In the flashback, a painfully slow flashback, we see how young Aalia is ignored and mistreated by her own parents for being a girl. You wonder why and suddenly see her in college, romancing (yes, reluctantly at first, like all good Bollywood girls do) a young lad (Himansh Kohli), and also being favorite of the Principal (who hams it like he were a country cousin to Anupam Kher’s Principal from Kuch Kuch Hota Hai) who sends her to meet the ‘world famous’ maharaja Kunwar Vikram Pratap Singh (Ashutosh Rana) who is given to bouts of weird villainous laughter every three or four minutes. He plays pool in a car garage and entertains ‘guests’ in a room that has model cars hanging from the ceiling in transparent globes. But the antiques in his palace is nothing, nothing compared to the antiques surrounding the editor of the newspaper/magazine in Bombay…
But first, our heroine goes to interview the maharaja for her college magazine at the directions of her principal. The maharaja is rude to her ‘beautiful girls should not be interviewing’ and refuses to talk to her. She comes away in a huff, but the maharaja apparently liked her huffing and sends in a typed interview to the principal and also buys her off from her parents who remind us that being bought off by the maharaja is the only thing ‘good’ she has ever done.
Thankfully we are spared of a wedding scene because we see the heroine arrive at the palace on an elephant with the maharaja. Here we meet Laxmi, who says she is ‘all knowing’ and that woman-kind should accept fate even if it is in the shape of the lustful (for other women), cruel (he kicks servants) maharaja. Poor Supriya Pathak! Reduced to such a terrible role! Laxmi then suddenly becomes champion of women’s rights, teaching women to beat up husbands who beat them, telling other women to stand on their own feet, and finally helping Aalia escape the maharaja who wants the female child (yes the heroine is pregnant) aborted.
If you are still awake, you watch Aalia wander the streets of Mumbai, manage to reach a home for the homeless, begin working there, living there, look for a job, find a job at the Urdu newspaper by pronouncing the word ‘life’ (‘Zindagi’ in Urdu) correctly. The newspaper is run by an antique collecting Prem Chopra who has a supposed to be comic relief secretary and journalist (who takes dictation of poetry (don’t ask!). This newspaper/magazine has an office filled to the gills with dusty bundles of old newspaper.

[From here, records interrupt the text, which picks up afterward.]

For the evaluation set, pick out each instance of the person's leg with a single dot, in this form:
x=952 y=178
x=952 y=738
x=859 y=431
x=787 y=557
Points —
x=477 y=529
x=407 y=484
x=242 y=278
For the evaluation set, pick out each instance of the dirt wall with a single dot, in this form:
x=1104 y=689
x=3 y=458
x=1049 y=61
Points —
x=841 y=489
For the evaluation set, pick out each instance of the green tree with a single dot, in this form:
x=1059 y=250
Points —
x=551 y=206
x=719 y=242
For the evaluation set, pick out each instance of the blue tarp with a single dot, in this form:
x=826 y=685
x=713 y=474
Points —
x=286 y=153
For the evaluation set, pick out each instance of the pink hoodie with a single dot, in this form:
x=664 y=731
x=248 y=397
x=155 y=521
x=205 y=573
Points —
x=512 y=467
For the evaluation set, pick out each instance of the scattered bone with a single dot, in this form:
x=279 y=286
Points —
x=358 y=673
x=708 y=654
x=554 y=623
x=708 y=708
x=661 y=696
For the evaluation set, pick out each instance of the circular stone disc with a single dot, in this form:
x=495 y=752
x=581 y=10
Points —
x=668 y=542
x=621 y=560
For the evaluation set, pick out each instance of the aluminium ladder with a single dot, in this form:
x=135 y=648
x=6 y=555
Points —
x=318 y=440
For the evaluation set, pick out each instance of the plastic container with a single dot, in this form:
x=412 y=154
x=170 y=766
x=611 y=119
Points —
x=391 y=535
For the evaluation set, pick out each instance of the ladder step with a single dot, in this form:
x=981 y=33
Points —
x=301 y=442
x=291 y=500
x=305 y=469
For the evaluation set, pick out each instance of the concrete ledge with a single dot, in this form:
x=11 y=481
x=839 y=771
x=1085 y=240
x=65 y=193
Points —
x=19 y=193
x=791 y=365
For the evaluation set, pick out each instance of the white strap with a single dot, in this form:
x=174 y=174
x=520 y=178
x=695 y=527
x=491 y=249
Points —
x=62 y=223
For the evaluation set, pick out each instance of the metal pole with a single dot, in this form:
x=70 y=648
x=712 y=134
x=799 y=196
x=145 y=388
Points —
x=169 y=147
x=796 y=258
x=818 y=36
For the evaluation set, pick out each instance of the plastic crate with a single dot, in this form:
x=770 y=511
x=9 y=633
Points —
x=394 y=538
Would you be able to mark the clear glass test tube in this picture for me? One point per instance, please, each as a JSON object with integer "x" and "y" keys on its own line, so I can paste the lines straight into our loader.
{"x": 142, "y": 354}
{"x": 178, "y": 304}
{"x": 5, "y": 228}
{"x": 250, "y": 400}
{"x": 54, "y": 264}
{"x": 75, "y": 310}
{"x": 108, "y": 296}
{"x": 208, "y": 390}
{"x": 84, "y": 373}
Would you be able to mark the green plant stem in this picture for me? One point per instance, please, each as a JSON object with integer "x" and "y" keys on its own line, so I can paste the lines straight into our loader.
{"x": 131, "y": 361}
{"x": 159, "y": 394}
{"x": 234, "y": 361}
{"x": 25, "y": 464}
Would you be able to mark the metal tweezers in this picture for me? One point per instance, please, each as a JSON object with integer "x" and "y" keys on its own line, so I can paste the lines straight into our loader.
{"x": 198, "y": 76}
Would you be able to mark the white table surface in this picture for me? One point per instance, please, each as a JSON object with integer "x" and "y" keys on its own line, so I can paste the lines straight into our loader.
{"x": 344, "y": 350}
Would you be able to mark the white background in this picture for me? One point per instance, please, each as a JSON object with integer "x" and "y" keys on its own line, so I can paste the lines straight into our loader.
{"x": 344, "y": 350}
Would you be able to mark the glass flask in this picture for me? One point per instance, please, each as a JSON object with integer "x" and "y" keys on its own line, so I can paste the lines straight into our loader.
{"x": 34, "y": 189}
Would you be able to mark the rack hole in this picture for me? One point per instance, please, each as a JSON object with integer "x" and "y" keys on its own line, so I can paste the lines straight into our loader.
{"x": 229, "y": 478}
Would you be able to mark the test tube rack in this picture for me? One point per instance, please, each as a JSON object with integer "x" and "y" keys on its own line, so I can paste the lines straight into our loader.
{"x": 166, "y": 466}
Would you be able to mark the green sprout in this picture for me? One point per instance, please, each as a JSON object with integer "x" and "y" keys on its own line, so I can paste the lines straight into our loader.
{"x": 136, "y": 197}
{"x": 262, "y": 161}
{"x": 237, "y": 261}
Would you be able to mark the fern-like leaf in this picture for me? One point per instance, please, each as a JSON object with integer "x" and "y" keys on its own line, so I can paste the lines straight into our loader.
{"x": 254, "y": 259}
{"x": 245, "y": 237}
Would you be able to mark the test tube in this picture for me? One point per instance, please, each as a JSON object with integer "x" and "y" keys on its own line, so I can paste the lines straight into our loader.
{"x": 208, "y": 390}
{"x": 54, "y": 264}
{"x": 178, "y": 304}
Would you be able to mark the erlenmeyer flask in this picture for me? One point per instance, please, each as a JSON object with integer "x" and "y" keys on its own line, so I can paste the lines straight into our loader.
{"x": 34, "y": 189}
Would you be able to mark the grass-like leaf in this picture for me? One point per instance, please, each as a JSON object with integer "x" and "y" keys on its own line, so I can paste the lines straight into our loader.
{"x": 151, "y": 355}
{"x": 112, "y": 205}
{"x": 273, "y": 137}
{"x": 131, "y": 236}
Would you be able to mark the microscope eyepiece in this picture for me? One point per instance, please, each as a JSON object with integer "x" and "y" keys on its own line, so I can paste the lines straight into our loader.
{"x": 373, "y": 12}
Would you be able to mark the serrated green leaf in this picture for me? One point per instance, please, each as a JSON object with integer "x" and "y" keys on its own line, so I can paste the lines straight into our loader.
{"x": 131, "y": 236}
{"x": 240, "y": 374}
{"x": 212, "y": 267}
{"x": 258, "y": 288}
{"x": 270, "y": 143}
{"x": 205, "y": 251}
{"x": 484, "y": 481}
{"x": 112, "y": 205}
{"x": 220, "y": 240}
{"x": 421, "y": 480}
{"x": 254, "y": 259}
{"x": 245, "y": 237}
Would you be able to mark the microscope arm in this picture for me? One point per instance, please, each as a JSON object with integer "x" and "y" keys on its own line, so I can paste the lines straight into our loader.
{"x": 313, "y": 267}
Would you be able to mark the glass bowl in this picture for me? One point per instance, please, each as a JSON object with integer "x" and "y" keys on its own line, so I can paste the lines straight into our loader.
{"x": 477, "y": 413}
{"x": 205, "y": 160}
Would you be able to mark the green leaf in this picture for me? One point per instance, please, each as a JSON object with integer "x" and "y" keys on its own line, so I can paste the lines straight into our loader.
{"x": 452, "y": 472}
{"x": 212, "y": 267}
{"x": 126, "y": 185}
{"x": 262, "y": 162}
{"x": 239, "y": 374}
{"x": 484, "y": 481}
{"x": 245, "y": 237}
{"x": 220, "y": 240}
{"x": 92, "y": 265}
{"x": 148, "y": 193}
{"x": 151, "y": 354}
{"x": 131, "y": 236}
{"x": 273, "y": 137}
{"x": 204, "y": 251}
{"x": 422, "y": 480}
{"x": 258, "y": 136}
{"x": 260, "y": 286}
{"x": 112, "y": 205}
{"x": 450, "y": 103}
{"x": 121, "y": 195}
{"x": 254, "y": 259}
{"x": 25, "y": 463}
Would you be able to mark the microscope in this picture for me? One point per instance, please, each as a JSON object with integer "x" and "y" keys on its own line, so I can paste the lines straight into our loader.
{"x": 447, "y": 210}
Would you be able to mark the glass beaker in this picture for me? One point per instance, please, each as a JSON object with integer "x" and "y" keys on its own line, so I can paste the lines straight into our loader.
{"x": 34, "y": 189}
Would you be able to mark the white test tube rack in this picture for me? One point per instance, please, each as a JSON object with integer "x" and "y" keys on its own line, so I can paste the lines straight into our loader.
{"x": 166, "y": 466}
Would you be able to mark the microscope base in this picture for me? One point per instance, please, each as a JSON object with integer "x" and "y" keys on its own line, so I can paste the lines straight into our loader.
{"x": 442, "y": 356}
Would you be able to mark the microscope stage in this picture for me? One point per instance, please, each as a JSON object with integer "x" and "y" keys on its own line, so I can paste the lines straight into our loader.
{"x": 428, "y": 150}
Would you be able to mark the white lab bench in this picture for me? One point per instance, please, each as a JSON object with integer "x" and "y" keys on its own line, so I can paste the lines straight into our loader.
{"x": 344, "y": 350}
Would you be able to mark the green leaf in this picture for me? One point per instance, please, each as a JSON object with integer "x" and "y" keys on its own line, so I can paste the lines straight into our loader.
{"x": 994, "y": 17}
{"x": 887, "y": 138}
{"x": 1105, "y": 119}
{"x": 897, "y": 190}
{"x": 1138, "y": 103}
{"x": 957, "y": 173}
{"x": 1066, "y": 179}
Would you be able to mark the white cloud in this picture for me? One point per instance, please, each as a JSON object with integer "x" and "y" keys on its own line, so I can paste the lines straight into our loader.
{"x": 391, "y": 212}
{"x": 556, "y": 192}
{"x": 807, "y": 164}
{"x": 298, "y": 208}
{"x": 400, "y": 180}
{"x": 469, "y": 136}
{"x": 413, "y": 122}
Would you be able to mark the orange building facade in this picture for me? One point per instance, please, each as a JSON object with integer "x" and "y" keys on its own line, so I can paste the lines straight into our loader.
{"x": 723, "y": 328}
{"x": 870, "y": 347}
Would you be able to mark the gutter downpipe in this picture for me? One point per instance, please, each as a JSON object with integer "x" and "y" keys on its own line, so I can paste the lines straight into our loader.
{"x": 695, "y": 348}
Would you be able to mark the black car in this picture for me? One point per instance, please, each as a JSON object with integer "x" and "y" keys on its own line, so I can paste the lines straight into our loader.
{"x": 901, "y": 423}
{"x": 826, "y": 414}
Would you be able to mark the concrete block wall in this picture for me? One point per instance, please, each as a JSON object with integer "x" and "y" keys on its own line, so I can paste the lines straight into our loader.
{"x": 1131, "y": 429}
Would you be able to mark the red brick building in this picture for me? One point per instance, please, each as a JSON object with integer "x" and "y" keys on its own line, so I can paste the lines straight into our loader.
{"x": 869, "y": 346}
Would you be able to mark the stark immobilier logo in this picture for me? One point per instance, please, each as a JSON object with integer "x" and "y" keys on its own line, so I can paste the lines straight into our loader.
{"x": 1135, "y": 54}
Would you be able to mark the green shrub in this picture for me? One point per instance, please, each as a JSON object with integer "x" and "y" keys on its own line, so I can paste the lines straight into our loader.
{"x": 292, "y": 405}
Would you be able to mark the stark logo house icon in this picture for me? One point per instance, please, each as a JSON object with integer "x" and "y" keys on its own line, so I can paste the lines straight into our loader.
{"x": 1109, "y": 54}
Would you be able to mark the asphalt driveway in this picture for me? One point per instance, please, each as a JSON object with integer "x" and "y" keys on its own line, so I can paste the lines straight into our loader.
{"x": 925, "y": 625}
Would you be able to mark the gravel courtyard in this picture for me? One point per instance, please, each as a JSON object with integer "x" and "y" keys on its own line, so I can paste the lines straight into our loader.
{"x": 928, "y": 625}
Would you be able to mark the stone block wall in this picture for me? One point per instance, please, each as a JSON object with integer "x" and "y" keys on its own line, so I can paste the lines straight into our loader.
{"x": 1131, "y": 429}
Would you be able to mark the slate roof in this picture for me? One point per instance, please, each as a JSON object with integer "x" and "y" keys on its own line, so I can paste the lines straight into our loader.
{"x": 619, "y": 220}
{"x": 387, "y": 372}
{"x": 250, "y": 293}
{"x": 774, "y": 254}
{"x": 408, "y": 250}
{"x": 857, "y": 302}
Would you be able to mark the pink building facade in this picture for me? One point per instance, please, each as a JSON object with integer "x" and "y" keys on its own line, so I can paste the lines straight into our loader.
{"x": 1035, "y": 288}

Of course our heroine turns into a ‘feminist champion of poor people’s rights)’ because she yells at the organisers of a blanket and food drive for making poor women wait in the Sun while they give speeches. The man she yells at is Aditya Kapoor (Arbaaz Khan), the multi millionaire NRI, who is so impressed by her, he follows her to the shelter and takes her to the old folks home (where between reviving a heart patient and donating money he asks her out on a date!). Of course she says no, because at last she has had a baby (she has been pregnant so far) and she needs to be strict mother. We never see the mother when she gets a job offer from Manhattan Times.
Manhattan Times? Why not? From dusty unknown gossip rag to New York, New York. The child appears magically and disappears conveniently when Aalia is sent off to interview people caught in the war in the Middle East (the ‘Pulitzers’, remember?). But the bitchy office colleagues say she has been promoted because she sleeps with the board member, who happens to be - you guessed right - Aditya Kapoor. You are still recovering from the visual of Aalia taking notes in a notebook in the Middle East flanked by two camels to care now…
She prances in a dream sequence song in a dress and you feel your pulse slowly die. You wonder if young women are really dreaming about dancing on the clouds and sinking in rose petals today, simple because the really, really rich NRI has confessed his love for her. No wonder Laxmi is dead.